- danapbrady
At the Heart of It All, Part 3

Following on from Part 2, which you can read here.
I tell these two stories as a sort of compare and contrast exercise - for me. Prayer is at the heart of both stories. In the first story, I was ashamed and embarrassed, and completely at a loss for why I wasn’t able to take care of my son in the ways I thought he needed. So ashamed and embarrassed that I did not ask for help. I did not ask for counseling of any kind. I didn’t know what to ask, but I surely didn’t even ask for prayer. I was so broken that there was no way I could help myself, much less my child.
And let me just interject here - that if you suffer from depression or anxiety - postpartum or otherwise - and therapy or even medication is the right answer for you - or you are thinking that therapy and/or medication might be the right answer for you - I hope and pray that you feel no stigma associated with that - either the illness or the treatment. There is no judgment on you. No judgment.
So, for me, prayer was at issue after Jed was born. I hurled some pretty ugly prayers at God and I didn’t even ask another soul to pray for me or my heart or for Jed. I was so broken and numb that I couldn’t.

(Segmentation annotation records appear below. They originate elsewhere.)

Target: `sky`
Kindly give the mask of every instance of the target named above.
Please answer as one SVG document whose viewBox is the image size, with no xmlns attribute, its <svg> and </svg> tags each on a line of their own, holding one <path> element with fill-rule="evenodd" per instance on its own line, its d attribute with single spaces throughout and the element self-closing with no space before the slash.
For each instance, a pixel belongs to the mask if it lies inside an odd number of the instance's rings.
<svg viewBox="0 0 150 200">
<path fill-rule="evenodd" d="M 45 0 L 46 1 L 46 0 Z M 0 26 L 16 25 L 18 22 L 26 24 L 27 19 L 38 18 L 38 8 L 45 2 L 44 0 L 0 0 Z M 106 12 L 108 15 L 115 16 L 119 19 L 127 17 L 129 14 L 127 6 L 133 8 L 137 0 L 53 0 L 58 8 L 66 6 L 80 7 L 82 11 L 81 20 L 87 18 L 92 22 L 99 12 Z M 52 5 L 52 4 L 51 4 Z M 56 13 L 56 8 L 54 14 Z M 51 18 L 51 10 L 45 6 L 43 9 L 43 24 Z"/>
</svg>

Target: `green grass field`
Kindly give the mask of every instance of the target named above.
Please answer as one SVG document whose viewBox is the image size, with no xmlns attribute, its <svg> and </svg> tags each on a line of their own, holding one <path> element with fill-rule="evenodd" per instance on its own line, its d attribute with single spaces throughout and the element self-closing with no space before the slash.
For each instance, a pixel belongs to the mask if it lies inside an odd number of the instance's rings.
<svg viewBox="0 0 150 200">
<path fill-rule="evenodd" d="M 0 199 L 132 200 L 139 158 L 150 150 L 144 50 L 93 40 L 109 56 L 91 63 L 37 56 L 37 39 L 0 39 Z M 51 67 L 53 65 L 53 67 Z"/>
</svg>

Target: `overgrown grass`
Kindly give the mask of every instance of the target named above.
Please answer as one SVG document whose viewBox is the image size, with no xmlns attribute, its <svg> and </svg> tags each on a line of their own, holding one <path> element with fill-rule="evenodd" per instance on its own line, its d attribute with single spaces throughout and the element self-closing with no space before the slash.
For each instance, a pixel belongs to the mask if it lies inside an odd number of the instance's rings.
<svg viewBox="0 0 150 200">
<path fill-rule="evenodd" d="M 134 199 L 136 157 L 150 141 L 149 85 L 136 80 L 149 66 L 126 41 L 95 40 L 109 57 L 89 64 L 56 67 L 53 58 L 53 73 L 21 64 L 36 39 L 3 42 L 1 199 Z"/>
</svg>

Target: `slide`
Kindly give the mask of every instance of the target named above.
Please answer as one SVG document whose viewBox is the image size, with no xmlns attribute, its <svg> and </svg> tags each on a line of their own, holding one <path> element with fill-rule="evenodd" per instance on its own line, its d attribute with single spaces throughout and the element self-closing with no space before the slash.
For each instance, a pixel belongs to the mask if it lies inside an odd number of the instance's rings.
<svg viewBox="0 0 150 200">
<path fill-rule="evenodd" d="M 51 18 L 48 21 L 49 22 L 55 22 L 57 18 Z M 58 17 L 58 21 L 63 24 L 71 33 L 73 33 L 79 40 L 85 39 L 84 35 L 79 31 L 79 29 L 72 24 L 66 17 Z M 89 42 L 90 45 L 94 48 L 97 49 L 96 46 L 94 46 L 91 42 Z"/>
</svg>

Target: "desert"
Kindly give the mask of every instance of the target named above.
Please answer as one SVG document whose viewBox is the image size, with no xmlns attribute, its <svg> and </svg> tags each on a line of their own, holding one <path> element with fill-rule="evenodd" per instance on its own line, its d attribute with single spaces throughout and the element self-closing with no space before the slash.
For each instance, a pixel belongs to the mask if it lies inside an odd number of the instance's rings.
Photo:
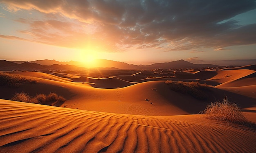
<svg viewBox="0 0 256 153">
<path fill-rule="evenodd" d="M 2 71 L 0 151 L 254 152 L 254 67 Z M 27 81 L 4 84 L 7 74 L 14 78 L 10 80 Z M 65 100 L 13 99 L 17 93 L 33 99 L 53 93 Z M 237 105 L 244 121 L 202 114 L 225 97 Z"/>
<path fill-rule="evenodd" d="M 256 0 L 0 0 L 0 153 L 256 153 Z"/>
</svg>

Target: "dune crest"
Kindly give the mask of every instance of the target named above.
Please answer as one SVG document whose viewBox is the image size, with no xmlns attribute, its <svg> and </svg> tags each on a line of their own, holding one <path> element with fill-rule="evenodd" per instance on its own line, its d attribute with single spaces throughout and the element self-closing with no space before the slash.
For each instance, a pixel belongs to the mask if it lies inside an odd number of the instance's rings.
<svg viewBox="0 0 256 153">
<path fill-rule="evenodd" d="M 202 115 L 149 116 L 3 100 L 0 104 L 1 152 L 256 151 L 255 132 Z"/>
</svg>

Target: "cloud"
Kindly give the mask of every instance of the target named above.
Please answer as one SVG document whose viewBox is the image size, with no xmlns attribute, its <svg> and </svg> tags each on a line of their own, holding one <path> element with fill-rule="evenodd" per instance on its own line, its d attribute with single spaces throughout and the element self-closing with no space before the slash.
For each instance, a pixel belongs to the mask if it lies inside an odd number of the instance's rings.
<svg viewBox="0 0 256 153">
<path fill-rule="evenodd" d="M 24 39 L 32 36 L 31 41 L 66 47 L 90 46 L 109 51 L 148 48 L 174 51 L 212 47 L 218 50 L 256 43 L 256 24 L 239 25 L 235 20 L 220 23 L 256 9 L 252 0 L 0 2 L 10 11 L 35 10 L 45 14 L 45 18 L 37 20 L 16 20 L 29 26 L 29 29 L 19 30 L 28 35 Z"/>
<path fill-rule="evenodd" d="M 25 40 L 25 41 L 28 40 L 25 39 L 20 38 L 19 37 L 14 36 L 12 35 L 0 35 L 0 37 L 2 38 L 8 39 L 18 39 L 18 40 Z"/>
<path fill-rule="evenodd" d="M 192 51 L 190 52 L 191 52 L 191 53 L 203 52 L 204 52 L 203 51 Z"/>
</svg>

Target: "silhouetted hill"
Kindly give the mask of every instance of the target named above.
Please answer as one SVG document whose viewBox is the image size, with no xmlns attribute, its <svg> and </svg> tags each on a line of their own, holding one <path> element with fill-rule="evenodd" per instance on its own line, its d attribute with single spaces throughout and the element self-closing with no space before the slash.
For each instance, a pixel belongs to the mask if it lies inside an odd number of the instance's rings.
<svg viewBox="0 0 256 153">
<path fill-rule="evenodd" d="M 17 63 L 17 61 L 15 61 Z M 18 64 L 13 62 L 5 60 L 1 60 L 0 62 L 0 70 L 74 70 L 78 69 L 84 69 L 86 68 L 81 67 L 83 65 L 81 62 L 70 61 L 69 62 L 59 62 L 55 60 L 50 60 L 45 59 L 37 60 L 30 62 L 18 62 L 21 63 Z M 119 69 L 128 70 L 142 70 L 142 69 L 184 69 L 184 68 L 198 68 L 207 67 L 220 67 L 216 65 L 196 64 L 184 61 L 182 59 L 177 61 L 173 61 L 168 63 L 156 63 L 153 64 L 144 66 L 139 66 L 133 64 L 129 64 L 126 63 L 116 61 L 112 60 L 98 59 L 95 60 L 95 67 L 103 68 L 117 68 Z M 65 64 L 59 64 L 65 63 Z M 51 65 L 50 65 L 51 64 Z"/>
<path fill-rule="evenodd" d="M 30 63 L 29 62 L 18 64 L 4 60 L 0 60 L 0 71 L 76 70 L 83 69 L 84 68 L 74 65 L 54 64 L 51 66 L 42 66 L 36 63 Z"/>
</svg>

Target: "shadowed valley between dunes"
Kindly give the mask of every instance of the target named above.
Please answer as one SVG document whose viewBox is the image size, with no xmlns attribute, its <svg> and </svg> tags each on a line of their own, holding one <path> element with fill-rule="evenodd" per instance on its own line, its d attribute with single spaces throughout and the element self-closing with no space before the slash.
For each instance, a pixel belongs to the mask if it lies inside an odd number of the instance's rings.
<svg viewBox="0 0 256 153">
<path fill-rule="evenodd" d="M 253 152 L 252 66 L 35 72 L 13 71 L 11 65 L 0 75 L 0 151 Z M 10 101 L 20 93 L 36 104 Z M 43 103 L 42 97 L 53 93 L 65 99 Z M 249 122 L 199 114 L 225 97 Z"/>
</svg>

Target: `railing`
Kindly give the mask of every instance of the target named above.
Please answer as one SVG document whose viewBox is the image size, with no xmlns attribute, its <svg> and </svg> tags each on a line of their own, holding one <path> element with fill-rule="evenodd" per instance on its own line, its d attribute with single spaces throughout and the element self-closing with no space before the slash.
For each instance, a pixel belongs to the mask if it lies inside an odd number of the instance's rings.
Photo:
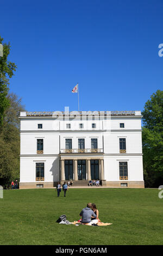
<svg viewBox="0 0 163 256">
<path fill-rule="evenodd" d="M 120 176 L 120 180 L 128 180 L 128 176 Z"/>
<path fill-rule="evenodd" d="M 44 178 L 43 177 L 36 177 L 36 181 L 44 181 Z"/>
<path fill-rule="evenodd" d="M 103 149 L 61 149 L 60 153 L 102 153 Z"/>
<path fill-rule="evenodd" d="M 120 153 L 126 153 L 126 149 L 120 149 Z"/>
</svg>

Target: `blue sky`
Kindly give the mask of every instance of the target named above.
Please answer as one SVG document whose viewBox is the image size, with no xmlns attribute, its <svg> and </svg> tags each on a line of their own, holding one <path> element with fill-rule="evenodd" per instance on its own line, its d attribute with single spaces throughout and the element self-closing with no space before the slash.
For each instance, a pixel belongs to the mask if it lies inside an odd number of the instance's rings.
<svg viewBox="0 0 163 256">
<path fill-rule="evenodd" d="M 162 0 L 8 1 L 0 35 L 29 111 L 143 110 L 163 88 Z"/>
</svg>

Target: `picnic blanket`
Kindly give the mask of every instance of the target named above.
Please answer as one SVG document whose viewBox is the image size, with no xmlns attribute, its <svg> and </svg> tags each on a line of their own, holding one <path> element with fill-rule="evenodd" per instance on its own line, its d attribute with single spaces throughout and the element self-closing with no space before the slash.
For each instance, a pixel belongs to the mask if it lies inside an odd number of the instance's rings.
<svg viewBox="0 0 163 256">
<path fill-rule="evenodd" d="M 78 221 L 74 221 L 73 222 L 71 222 L 71 224 L 73 224 L 74 225 L 76 225 L 76 224 L 81 224 L 80 222 L 78 222 Z M 98 226 L 107 226 L 108 225 L 111 225 L 112 223 L 104 223 L 103 222 L 99 222 L 97 223 L 97 225 Z"/>
</svg>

In contrast, before Fletcher was even born, we began to ask far and wide for prayer. The knowledge of all those prayers rising to God on our behalf made all the difference in the world. To hear over and over that so many different people had us in their minds and on their hearts. That they would even remember to name us before God - I cannot adequately express the love and care and the grace of God that I felt personally through those early years of Fletcher’s life. No matter how it turned out, I knew that we would be lifted and carried and held together with the knowledge of so many prayers.
I’d always heard people say, “thank you for your prayers; I feel them,” but I had never personally known what that was like. Was it just something people said in response to you when you told someone you’d been praying for them? But no, it’s real. To me it is, at least.
And so my story is, that before, I was one way - hardened, unbelieving, doubtful, angry, hurt, depressed, broken; and then I was different - trusting, believing, assured. God was there through it all. And by God’s grace I have come back to my favorite verse - that He will not leave you nor forsake you. And so, when someone asks why I follow Jesus, I tell them some version of this story - my story - about the good news of God’s love through Jesus Christ.